Бомж вот уже несколько лет называл себя лучшим папарацци в Москве. С этим спорили только те, кто никогда не имел с ним дела. Другие же твердо знали, что если вам нужна сенсационная статья, подкрепленная не менее сенсационными фотографиями, то можно сегодня обратиться к Бомжу, а завтра смело обещать редактору богато иллюстрированный материал.
Таким образом, Молохов, вывалившись из потного нутра до отказа забитого автобуса, выглядел не слишком разозленным, хотя такие поездки всегда действовали ему на нервы. Привычно отыскав глазами приземистое бетонное строение, Дима бодро зашагал по раскисшей дороге, стараясь не думать о воде, щекотавшей ноги ледяными струйками. Вскоре он уже стоял перед некогда светло-зеленой дверью и терпеливо нажимал на треснувшую кнопку звонка в пятый раз. Проработав с Бомжом около полугода, Дима знал, что тот откликнется не раньше, чем через семь трелей, издаваемых сингапурским чудом на 25 мелодий. Кстати, у Бомжа звонок почему-то выдавал 26. Дожидаясь, пока ему откроют, Молохов с привычным сожалением подумал о том, что с нависающим над ремнем животом надо бы что-то делать. Не то чтобы это было пивное брюхо, но все же…
Наконец за дверью зашлепало и на пороге в двух метрах над полом возникла вечно небритая физиономия, за которую Генка Волохин и получил кличку Бомж.
– Заваливай, – папарацци вяло дернул головой со спутанными черными космами. – Хотя если пришел без посудины…
Молохов шагнул вперед, сунув Бомжу бутылку «Metaxa».
– Или опять принес халтуру? – добавил Бомж, зачем-то рассматривая бутылку на свет.
У Волохина было одно удивительное свойство. В названиях алкоголя он не разбирался, но безошибочно определял дешевизну или дроговизну любого пойла. Было дело, один раз Молохов решил сэкономить. Тут же был выматерен и оставлен без фотографий на 2 месяца, после чего взял за правило не экономить на выпивке для Бомжа. Выходило себе дороже.

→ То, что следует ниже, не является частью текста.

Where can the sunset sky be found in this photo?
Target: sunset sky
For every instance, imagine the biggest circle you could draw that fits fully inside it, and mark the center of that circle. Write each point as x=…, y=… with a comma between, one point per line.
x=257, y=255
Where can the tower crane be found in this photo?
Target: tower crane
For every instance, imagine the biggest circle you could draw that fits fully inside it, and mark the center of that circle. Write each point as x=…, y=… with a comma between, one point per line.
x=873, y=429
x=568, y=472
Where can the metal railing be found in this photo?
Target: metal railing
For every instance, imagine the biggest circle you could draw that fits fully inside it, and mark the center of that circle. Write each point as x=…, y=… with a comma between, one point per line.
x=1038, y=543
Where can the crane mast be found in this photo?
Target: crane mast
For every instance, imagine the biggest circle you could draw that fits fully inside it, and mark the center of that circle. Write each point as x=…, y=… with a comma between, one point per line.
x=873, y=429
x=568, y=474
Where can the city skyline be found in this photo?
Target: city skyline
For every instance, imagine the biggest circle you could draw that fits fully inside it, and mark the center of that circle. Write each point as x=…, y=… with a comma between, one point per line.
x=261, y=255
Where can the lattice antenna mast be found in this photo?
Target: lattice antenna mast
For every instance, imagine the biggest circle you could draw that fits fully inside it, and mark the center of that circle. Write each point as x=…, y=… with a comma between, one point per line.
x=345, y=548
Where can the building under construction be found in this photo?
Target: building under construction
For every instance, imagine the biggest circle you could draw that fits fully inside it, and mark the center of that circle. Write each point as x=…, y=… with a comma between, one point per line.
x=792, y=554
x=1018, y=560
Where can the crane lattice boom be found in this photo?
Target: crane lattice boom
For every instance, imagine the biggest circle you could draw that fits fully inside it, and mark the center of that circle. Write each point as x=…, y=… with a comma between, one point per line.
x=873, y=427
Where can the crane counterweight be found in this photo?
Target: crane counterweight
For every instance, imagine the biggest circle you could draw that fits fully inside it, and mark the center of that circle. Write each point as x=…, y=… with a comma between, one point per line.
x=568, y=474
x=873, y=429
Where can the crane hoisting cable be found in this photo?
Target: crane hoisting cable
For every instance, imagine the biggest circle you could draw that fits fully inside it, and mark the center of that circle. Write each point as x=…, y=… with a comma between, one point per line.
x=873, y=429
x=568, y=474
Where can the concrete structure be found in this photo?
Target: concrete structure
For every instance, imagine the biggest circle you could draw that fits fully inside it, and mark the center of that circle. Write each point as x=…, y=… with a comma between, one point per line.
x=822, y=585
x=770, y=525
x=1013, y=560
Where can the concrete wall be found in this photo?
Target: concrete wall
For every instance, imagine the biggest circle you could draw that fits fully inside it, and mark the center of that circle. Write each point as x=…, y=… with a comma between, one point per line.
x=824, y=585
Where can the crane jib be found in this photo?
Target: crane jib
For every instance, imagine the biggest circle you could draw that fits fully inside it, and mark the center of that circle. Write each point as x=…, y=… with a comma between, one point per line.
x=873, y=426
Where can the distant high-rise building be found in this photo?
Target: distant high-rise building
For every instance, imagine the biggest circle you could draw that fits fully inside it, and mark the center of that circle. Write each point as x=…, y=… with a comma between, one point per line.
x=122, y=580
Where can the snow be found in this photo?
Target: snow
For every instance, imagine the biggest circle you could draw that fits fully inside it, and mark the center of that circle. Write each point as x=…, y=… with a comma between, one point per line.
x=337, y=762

С первых же шагов Диме показалось, что в воздухе плавают густые облака серого сигаретного дыма. Ничего такого, конечно, не было, но все же Молохов закашлялся и быстрыми скачками пересек шестиметровое пространство до окна и распахнул створки. Живительный ледяной поток омыл легкие и вынес из комнаты застоялый сигаретный дух.
– Черт, Генка, – все еще тяжело дыша произнес Молохов, – у тебя уже, наверное, какой-нибудь новый дыхательный орган образовался. А может ты мутан? Так давай мы тебя в поликлинику сдадим, для опытов, а?
– Привет из Простоквакшино. В твоем возрасте уже пора цитировать классиков, а не фразы из мультиков, – угрюмо буркнул Бомж, ставя на низкий столик два стакана. – Меня в поликлинику сдадут только после того, как ты уже смирительную рубашку лет пять потаскаешь. А там как раз и я подоспею. Щелкну бывшего журналиста для какого-нибудь еженедельника.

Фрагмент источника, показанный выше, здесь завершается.